We keep pots shaded and periodically check to see if they need watering by poking a finger into the soil.

Super-coarse perlite will also help drainage if bark is not available

Soil surface should be dry before watering. We err on the side of under-watering, rather than over-watering, since camellias dislike a medium that is too wet.

We also avoid crowding roots into a too-small pot. Three-gallon minimum, usually larger, pots are best for transplanting camellias and any other plants dug from the garden.

This is the time to bring out those large pots you’ve been saving, the ones that trees or large shrubs came in.

This pine down in our nursery played havoc with air layers in 3-gallon pots and will  change drainage in the garden

We’ve learned to dig and repot fairly quickly if soil drainage has changed.

Plants will show no symptoms initially if roots are affected, so we base decisions on our observations.

Are there new puddles?  Has the area been historically damp? Have we lost trees nearby whose roots were siphoning enough water to keep the soil well drained?

By the time the plant starts to fail, action is too late.

We enjoyed this camellia in a pot before planting it in the woods

A lesson learned through hard experience.

Once potted, we give the plants a year or so to recover, then replant in fall to a location that drains well.

Fall planting gives plants time to comfortably settle in before the heat of summer.

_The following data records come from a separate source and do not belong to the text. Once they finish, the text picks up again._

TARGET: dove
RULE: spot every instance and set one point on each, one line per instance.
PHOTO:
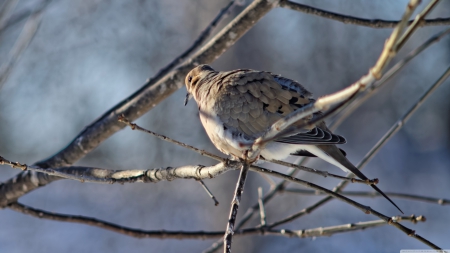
(236, 107)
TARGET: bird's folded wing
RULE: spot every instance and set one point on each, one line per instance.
(251, 101)
(321, 137)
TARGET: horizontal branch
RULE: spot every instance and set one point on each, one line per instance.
(106, 176)
(346, 19)
(164, 234)
(439, 201)
(147, 97)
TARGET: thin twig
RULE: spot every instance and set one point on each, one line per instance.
(328, 231)
(346, 19)
(420, 18)
(262, 212)
(394, 129)
(400, 122)
(164, 234)
(333, 194)
(386, 77)
(216, 203)
(228, 237)
(324, 173)
(439, 201)
(143, 100)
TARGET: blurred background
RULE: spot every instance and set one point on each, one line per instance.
(88, 55)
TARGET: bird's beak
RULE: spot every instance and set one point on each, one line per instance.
(188, 96)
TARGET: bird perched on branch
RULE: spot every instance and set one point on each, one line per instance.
(238, 106)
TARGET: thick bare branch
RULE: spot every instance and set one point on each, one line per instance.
(386, 77)
(105, 176)
(143, 100)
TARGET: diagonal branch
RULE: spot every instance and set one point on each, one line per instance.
(143, 100)
(386, 77)
(164, 234)
(394, 129)
(346, 19)
(439, 201)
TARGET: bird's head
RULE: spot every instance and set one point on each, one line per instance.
(193, 78)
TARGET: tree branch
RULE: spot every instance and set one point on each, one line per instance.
(346, 19)
(163, 234)
(439, 201)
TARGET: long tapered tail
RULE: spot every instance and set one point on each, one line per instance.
(335, 153)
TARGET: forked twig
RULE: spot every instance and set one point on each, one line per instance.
(229, 231)
(439, 201)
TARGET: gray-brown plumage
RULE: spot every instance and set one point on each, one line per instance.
(238, 106)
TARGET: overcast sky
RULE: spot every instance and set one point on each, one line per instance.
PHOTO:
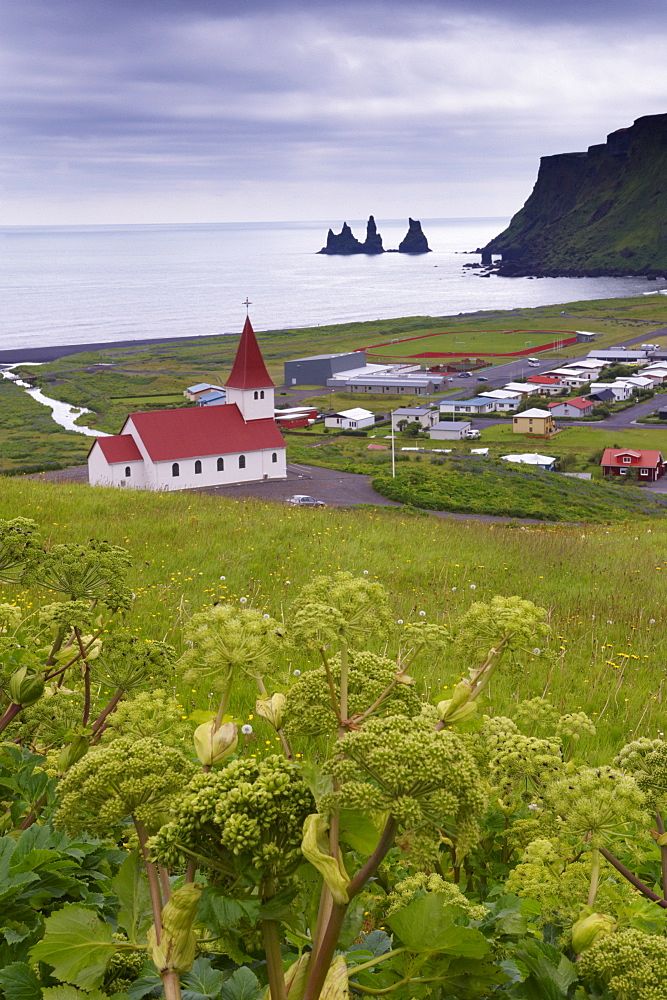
(222, 111)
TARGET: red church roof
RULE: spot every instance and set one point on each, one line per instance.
(249, 370)
(195, 432)
(120, 448)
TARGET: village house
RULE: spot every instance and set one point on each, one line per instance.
(533, 422)
(350, 420)
(504, 399)
(450, 430)
(480, 404)
(426, 416)
(578, 407)
(649, 465)
(182, 449)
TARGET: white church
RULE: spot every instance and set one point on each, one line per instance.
(183, 449)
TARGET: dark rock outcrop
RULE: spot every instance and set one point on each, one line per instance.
(344, 242)
(373, 242)
(414, 240)
(602, 212)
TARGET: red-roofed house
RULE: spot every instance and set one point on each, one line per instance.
(649, 464)
(237, 442)
(578, 407)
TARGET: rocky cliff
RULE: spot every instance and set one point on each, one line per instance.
(602, 212)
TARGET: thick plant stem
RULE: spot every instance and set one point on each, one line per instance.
(663, 851)
(344, 675)
(274, 960)
(153, 884)
(172, 985)
(101, 719)
(632, 879)
(595, 878)
(321, 962)
(10, 714)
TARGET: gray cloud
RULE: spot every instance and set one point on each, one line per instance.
(114, 109)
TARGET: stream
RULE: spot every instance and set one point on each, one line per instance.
(62, 413)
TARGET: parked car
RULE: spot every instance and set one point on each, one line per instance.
(300, 500)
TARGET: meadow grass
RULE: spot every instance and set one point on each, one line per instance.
(604, 588)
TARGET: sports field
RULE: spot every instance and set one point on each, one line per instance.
(479, 343)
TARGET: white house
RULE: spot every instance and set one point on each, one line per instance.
(504, 399)
(450, 430)
(481, 404)
(350, 420)
(183, 449)
(621, 390)
(545, 462)
(425, 416)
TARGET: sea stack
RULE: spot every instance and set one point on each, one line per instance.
(343, 242)
(373, 242)
(414, 241)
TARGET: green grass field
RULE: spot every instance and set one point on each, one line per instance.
(471, 344)
(605, 588)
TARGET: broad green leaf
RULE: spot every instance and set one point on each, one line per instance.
(361, 830)
(220, 913)
(320, 784)
(202, 981)
(427, 925)
(135, 914)
(19, 982)
(78, 946)
(67, 992)
(242, 985)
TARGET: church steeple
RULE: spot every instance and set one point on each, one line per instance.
(249, 385)
(249, 370)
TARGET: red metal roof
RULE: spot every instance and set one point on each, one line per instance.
(119, 448)
(579, 403)
(646, 459)
(249, 370)
(195, 432)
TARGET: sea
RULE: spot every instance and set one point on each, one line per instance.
(100, 284)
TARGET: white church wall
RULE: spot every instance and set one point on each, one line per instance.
(257, 465)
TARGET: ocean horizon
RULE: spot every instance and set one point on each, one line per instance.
(107, 283)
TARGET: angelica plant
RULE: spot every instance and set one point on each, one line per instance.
(243, 825)
(137, 779)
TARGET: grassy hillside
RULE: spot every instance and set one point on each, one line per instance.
(605, 587)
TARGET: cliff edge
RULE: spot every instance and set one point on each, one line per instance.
(602, 212)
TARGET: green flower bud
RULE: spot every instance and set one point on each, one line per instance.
(215, 745)
(178, 943)
(71, 753)
(271, 709)
(587, 930)
(26, 687)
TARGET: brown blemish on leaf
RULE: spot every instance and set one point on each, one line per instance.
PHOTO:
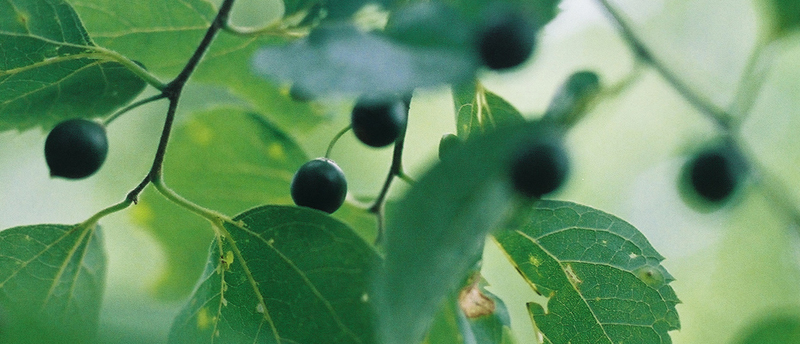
(475, 304)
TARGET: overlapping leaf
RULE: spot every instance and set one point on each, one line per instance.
(603, 278)
(51, 283)
(49, 71)
(226, 159)
(282, 275)
(436, 233)
(487, 323)
(160, 34)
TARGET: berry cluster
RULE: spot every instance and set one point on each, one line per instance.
(376, 122)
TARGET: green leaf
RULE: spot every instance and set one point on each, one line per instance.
(51, 283)
(488, 326)
(165, 39)
(573, 97)
(50, 70)
(786, 15)
(479, 111)
(225, 159)
(773, 329)
(435, 235)
(604, 281)
(343, 59)
(160, 34)
(542, 11)
(282, 274)
(231, 70)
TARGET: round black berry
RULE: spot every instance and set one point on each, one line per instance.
(539, 167)
(506, 39)
(714, 173)
(379, 122)
(76, 148)
(319, 184)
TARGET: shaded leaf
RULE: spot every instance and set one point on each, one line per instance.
(282, 274)
(51, 283)
(49, 71)
(773, 329)
(603, 279)
(344, 59)
(435, 235)
(573, 97)
(451, 325)
(166, 38)
(226, 159)
(479, 111)
(786, 14)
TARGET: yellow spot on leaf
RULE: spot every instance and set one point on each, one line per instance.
(475, 304)
(199, 133)
(650, 276)
(276, 151)
(203, 319)
(573, 278)
(142, 214)
(227, 260)
(534, 261)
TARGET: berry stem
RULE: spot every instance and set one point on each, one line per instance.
(721, 118)
(214, 217)
(130, 107)
(105, 212)
(396, 170)
(173, 90)
(276, 29)
(746, 94)
(336, 139)
(752, 79)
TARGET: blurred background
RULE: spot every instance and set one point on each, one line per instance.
(735, 267)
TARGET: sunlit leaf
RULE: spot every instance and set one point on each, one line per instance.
(160, 34)
(436, 233)
(603, 279)
(479, 111)
(51, 283)
(226, 159)
(542, 11)
(345, 60)
(263, 285)
(49, 71)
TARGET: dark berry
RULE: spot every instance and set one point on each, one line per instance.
(76, 148)
(506, 39)
(539, 167)
(714, 174)
(379, 122)
(319, 184)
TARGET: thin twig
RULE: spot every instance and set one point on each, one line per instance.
(133, 106)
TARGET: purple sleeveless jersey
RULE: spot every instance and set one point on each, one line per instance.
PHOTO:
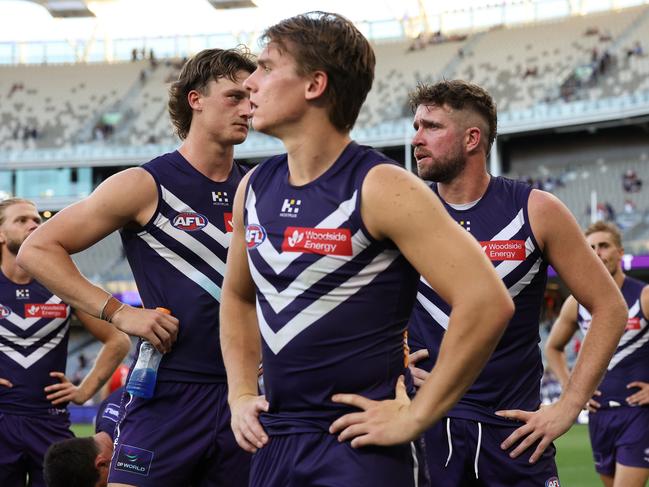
(631, 359)
(332, 302)
(178, 261)
(511, 379)
(34, 329)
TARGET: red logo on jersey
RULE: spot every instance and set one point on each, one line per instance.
(633, 324)
(189, 222)
(504, 249)
(4, 311)
(46, 310)
(227, 219)
(325, 241)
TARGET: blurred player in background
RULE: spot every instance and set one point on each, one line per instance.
(84, 462)
(34, 331)
(619, 412)
(521, 231)
(175, 219)
(321, 264)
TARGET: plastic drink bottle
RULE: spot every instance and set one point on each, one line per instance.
(144, 375)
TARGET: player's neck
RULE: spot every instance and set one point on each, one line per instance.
(11, 270)
(470, 185)
(210, 158)
(312, 151)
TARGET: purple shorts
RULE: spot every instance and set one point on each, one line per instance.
(181, 436)
(310, 459)
(463, 453)
(619, 435)
(23, 443)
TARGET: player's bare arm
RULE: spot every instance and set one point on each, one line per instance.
(398, 206)
(129, 197)
(561, 333)
(594, 288)
(240, 339)
(116, 345)
(641, 397)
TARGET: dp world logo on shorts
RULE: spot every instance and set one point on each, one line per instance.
(133, 459)
(189, 222)
(255, 235)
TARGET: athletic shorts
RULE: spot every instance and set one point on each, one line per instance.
(619, 435)
(466, 453)
(319, 460)
(23, 443)
(179, 437)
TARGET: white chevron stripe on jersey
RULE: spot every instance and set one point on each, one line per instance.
(438, 315)
(180, 206)
(512, 227)
(308, 277)
(25, 323)
(183, 266)
(323, 305)
(280, 261)
(31, 340)
(622, 354)
(192, 244)
(36, 355)
(524, 281)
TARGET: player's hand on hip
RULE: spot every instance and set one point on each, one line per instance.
(387, 422)
(159, 328)
(247, 429)
(640, 398)
(592, 405)
(542, 427)
(418, 375)
(64, 391)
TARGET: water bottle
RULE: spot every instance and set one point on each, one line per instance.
(144, 374)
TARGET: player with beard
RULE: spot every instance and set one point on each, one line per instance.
(521, 231)
(34, 331)
(174, 216)
(619, 412)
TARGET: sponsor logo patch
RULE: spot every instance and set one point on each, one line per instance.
(227, 219)
(255, 235)
(189, 222)
(504, 249)
(133, 459)
(46, 310)
(4, 311)
(633, 324)
(290, 208)
(22, 293)
(324, 241)
(552, 482)
(220, 198)
(111, 412)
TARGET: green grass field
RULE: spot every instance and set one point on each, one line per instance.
(574, 457)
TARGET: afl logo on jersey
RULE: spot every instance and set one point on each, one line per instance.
(189, 222)
(4, 311)
(255, 235)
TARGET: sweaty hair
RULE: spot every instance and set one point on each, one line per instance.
(4, 204)
(323, 41)
(71, 463)
(198, 71)
(611, 228)
(459, 95)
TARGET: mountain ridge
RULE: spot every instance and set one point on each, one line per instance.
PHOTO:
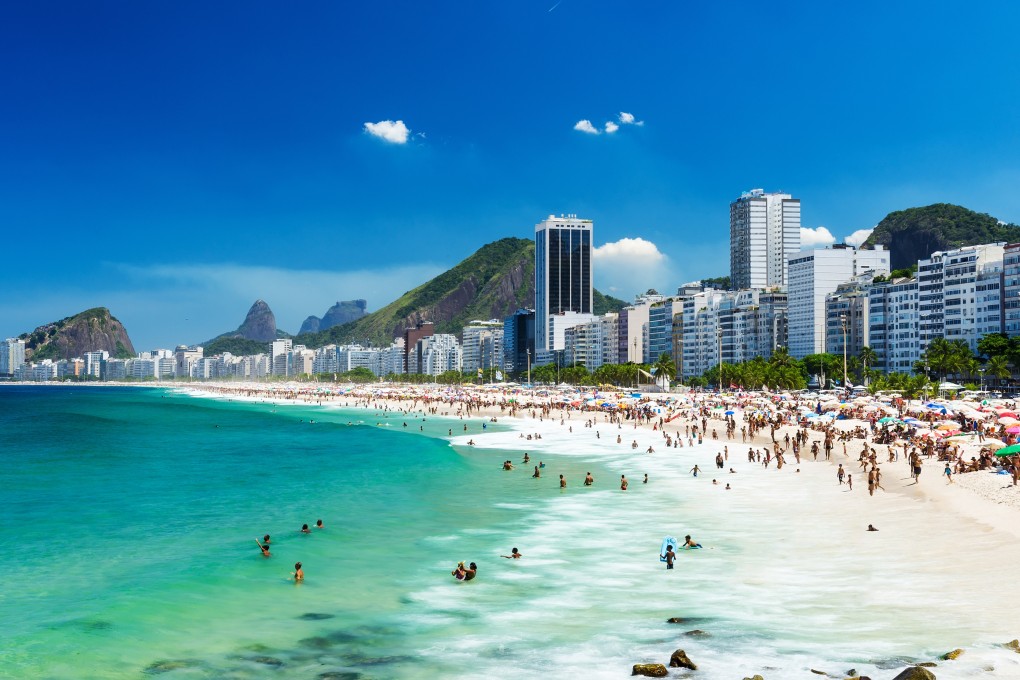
(915, 233)
(94, 329)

Alternatively, if plants are blooming respectably in pots, we do not disturb them and stage the pots where they will give pleasure in season.

 

 

Damage from Fallen Limbs: Pruning

An old ‘Yuletide’ almost succumbed to a cold Winter 2018. Its crown was a thin shell so we limited pruning to obviously dead wood. Next season we will remove wood and shape, hoping it will live and thrive.

Camellias are highly amenable to pruning — drastic pruning.

At the Norfolk Botanical Garden the Virginia Camellia Society often gives mini-lessons on pruning and shaping. We’ve seen a tall, 15-foot camellia taken down to, say, eight feet, with shaping. And it looks good!

Our four-foot camellia sasanqua ‘Cleopatra’ was once so infested with azalea leaf gall we cut it to the ground.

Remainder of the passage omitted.